峰岸善衛は、郊外にある多目的ホールへと向かっていた。芸術の秋と洒落込んで、そこで開催されるピアノのコンサートを聴きに行くのである。演奏者はそこそこ有名なピアニストで、演目も峰岸の好きなものが多かったため、奮発して高い席を買っておいた。
会場は、最寄駅から少し離れた静かな場所にあり、歩くと20分程かかる。余裕を見て、早めに家を出たため、時間はまだ十分に余裕がある。峰岸は歩くことにした。

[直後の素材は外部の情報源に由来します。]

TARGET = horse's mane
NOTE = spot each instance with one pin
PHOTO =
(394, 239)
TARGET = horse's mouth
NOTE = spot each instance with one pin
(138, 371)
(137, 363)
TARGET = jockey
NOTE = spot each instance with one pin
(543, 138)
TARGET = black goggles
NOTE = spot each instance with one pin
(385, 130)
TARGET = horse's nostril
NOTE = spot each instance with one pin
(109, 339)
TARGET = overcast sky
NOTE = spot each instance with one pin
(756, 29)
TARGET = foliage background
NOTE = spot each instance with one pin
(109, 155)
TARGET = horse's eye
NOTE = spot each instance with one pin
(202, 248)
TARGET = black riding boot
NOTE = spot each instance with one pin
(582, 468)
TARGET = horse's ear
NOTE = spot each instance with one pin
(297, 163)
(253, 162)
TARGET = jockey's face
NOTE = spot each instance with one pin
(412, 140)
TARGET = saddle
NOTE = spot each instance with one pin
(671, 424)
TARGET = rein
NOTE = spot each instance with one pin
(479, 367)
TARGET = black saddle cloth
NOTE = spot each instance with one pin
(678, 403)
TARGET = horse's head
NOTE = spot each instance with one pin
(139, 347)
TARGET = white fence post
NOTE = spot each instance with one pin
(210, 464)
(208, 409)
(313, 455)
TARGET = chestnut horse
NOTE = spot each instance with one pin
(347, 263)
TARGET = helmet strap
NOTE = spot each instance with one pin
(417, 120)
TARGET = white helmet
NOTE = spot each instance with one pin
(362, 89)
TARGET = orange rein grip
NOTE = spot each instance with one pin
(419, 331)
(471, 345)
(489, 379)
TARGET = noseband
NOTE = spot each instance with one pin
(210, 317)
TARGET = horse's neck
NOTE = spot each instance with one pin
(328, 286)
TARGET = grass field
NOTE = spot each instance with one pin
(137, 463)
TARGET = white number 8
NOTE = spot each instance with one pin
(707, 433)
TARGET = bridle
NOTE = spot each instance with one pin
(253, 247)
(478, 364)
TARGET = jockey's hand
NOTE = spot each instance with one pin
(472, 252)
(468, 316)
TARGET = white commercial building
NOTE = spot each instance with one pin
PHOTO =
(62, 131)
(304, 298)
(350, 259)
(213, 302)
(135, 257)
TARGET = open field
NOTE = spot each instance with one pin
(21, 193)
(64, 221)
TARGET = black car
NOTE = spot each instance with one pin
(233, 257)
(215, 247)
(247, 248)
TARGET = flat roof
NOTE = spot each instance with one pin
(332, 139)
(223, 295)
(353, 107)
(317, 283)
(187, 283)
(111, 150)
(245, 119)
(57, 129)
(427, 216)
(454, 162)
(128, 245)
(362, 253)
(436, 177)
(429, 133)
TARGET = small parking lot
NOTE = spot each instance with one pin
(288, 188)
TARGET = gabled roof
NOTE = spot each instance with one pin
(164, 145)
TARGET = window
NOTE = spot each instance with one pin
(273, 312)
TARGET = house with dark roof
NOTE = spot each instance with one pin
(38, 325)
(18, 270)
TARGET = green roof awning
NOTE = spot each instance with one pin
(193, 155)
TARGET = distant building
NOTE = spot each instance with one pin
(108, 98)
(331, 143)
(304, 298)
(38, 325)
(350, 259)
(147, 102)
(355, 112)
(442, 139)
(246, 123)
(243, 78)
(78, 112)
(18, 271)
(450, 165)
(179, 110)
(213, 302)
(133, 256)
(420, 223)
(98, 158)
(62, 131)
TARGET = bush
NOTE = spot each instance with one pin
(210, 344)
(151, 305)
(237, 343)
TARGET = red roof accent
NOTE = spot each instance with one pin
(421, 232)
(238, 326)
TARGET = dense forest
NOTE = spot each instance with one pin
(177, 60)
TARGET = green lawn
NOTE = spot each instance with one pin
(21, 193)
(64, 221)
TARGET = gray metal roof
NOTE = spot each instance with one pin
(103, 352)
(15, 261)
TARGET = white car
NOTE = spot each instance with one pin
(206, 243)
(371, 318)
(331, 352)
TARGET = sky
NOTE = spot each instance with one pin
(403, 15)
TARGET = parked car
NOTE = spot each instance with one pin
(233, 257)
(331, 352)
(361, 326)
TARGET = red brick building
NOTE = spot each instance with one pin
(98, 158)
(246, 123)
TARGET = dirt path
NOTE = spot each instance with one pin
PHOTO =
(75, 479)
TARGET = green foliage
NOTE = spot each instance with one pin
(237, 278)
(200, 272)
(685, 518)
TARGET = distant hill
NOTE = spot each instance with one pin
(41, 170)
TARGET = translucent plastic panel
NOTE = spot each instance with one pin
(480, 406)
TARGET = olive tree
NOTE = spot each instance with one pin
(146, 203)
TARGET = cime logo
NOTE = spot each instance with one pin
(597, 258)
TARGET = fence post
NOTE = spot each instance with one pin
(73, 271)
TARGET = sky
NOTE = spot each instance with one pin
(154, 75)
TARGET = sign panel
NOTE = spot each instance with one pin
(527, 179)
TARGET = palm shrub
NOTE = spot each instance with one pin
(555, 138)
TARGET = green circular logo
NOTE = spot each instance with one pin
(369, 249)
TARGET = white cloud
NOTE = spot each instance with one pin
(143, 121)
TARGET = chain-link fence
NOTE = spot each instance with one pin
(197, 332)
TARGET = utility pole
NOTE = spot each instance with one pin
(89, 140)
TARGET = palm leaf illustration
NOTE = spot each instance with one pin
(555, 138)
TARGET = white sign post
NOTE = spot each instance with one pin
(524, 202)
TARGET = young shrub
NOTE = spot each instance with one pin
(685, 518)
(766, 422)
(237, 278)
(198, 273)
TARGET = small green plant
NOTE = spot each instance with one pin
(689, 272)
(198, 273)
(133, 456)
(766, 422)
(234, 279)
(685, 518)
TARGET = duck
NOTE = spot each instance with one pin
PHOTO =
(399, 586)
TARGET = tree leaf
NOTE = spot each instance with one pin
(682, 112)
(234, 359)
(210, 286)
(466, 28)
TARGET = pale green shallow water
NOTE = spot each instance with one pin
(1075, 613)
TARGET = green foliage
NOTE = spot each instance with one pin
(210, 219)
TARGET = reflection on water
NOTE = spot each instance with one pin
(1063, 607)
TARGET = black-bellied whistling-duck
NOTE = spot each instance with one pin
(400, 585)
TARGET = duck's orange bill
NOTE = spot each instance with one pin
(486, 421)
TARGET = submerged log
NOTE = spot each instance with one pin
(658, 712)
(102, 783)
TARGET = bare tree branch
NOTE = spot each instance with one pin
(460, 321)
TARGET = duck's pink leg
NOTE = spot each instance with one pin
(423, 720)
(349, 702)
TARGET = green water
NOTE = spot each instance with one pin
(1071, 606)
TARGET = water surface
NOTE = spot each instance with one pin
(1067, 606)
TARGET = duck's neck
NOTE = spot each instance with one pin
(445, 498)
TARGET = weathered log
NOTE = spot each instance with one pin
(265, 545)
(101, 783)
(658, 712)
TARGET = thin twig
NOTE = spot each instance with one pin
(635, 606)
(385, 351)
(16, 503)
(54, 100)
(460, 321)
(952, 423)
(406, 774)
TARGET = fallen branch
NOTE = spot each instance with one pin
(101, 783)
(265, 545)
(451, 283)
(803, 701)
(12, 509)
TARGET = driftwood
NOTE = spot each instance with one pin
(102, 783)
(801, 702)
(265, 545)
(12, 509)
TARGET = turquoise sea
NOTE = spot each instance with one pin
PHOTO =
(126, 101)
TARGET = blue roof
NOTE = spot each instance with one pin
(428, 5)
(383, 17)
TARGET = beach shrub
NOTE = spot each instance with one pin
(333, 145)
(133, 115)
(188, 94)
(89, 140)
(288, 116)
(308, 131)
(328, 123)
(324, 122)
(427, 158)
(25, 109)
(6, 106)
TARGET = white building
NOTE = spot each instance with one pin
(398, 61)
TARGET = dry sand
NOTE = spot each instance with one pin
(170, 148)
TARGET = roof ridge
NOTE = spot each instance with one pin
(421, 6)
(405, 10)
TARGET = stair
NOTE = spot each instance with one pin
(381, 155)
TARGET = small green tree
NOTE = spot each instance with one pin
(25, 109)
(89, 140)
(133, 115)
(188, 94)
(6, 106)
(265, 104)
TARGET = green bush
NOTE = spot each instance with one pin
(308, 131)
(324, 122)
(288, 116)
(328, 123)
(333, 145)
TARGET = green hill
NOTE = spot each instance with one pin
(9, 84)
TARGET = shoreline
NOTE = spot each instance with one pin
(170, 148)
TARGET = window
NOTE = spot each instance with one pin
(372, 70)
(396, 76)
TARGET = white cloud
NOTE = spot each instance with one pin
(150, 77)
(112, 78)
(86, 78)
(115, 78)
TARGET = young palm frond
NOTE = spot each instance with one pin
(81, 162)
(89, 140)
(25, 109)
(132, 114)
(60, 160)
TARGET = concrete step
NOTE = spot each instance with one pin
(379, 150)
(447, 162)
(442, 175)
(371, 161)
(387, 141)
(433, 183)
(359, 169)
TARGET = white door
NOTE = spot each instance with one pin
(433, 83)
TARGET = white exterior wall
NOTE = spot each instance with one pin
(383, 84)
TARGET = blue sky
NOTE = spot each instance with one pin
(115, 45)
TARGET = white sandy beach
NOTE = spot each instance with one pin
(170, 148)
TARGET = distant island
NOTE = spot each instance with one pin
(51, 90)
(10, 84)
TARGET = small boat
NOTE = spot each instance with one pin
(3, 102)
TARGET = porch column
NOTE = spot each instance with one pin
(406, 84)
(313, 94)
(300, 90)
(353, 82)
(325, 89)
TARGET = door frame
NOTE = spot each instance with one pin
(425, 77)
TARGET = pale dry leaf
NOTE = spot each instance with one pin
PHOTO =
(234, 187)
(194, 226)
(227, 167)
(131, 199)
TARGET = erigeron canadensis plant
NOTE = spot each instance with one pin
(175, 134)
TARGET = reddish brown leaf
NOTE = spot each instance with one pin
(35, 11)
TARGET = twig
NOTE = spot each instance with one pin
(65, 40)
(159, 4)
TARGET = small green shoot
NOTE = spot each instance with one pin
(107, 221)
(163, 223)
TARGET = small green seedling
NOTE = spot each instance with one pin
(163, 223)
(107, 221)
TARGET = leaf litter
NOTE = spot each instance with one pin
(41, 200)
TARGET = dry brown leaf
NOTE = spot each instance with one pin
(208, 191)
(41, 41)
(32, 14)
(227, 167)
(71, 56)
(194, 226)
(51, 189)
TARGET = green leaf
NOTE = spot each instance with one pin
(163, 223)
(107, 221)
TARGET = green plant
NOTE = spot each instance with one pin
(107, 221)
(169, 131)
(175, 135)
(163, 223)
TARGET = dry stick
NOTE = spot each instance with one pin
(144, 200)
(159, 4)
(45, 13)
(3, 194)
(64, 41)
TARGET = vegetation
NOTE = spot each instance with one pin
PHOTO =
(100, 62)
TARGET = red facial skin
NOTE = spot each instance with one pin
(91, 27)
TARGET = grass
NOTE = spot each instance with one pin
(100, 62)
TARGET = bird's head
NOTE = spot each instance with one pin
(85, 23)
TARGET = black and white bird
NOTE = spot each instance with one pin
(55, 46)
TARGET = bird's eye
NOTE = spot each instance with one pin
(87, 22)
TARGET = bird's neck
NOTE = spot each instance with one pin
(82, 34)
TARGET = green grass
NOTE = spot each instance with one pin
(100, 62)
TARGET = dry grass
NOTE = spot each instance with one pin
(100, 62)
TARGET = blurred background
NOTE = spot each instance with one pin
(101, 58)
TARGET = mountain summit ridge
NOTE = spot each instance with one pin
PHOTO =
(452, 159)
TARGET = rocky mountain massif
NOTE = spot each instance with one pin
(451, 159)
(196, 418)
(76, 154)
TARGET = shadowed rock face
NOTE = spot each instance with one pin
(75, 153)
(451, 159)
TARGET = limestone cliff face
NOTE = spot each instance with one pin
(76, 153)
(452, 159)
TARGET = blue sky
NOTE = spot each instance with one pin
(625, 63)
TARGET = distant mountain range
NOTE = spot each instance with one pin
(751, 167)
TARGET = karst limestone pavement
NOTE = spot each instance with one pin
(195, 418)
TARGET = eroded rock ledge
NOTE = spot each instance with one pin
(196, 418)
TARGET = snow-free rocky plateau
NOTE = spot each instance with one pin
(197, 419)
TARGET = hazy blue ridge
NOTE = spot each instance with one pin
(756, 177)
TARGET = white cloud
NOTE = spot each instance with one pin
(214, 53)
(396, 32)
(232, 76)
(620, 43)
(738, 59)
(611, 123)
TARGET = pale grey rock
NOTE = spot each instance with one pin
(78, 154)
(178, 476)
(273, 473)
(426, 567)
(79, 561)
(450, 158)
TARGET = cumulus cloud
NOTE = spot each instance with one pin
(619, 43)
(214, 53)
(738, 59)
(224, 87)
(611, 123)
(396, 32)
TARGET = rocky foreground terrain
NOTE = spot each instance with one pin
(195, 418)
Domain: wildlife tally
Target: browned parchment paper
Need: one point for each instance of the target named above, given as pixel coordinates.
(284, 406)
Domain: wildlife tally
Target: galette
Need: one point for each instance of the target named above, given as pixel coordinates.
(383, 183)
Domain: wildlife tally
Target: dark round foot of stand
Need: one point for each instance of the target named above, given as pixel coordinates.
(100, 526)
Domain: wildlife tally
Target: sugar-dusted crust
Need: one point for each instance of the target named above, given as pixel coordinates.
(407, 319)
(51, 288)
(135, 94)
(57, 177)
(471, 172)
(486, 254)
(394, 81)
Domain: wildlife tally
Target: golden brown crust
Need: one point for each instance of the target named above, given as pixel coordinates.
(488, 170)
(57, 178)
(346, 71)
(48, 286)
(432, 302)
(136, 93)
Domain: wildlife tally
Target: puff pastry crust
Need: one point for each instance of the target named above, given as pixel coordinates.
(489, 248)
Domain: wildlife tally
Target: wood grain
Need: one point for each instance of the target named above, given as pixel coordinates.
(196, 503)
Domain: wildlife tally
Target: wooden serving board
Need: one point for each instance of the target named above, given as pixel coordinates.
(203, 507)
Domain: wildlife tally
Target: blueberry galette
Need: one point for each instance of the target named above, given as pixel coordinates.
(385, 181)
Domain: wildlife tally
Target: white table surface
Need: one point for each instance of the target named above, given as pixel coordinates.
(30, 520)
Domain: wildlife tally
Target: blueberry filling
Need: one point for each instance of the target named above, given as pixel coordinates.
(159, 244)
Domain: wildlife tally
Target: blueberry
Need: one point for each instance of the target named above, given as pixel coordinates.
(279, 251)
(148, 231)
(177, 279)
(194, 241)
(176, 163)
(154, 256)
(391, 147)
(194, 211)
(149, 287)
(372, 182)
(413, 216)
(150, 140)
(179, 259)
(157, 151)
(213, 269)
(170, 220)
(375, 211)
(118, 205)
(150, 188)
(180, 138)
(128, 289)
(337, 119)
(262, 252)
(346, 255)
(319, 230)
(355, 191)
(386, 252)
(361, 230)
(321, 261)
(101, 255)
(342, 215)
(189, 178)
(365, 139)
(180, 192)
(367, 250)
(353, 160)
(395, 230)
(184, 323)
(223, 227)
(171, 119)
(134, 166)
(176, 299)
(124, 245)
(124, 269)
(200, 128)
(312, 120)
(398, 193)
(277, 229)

初めて訪れる場所なので、地図アプリを起動して歩き始める。見知らぬ町の風景を眺めながら散歩も兼ねてぶらぶら歩いていくのも、なかなかに楽しい。
5分も歩くと、賑やかな駅前の風景から段々と住宅の姿が多くなり、緑も多くなる。一方、最近郊外で散見されるようになった空家もちらほらと目に付く。そういう風景をぼんやり眺めてるだけでも、何となく世の中の動きの一断面が見えるようにも思えてくる。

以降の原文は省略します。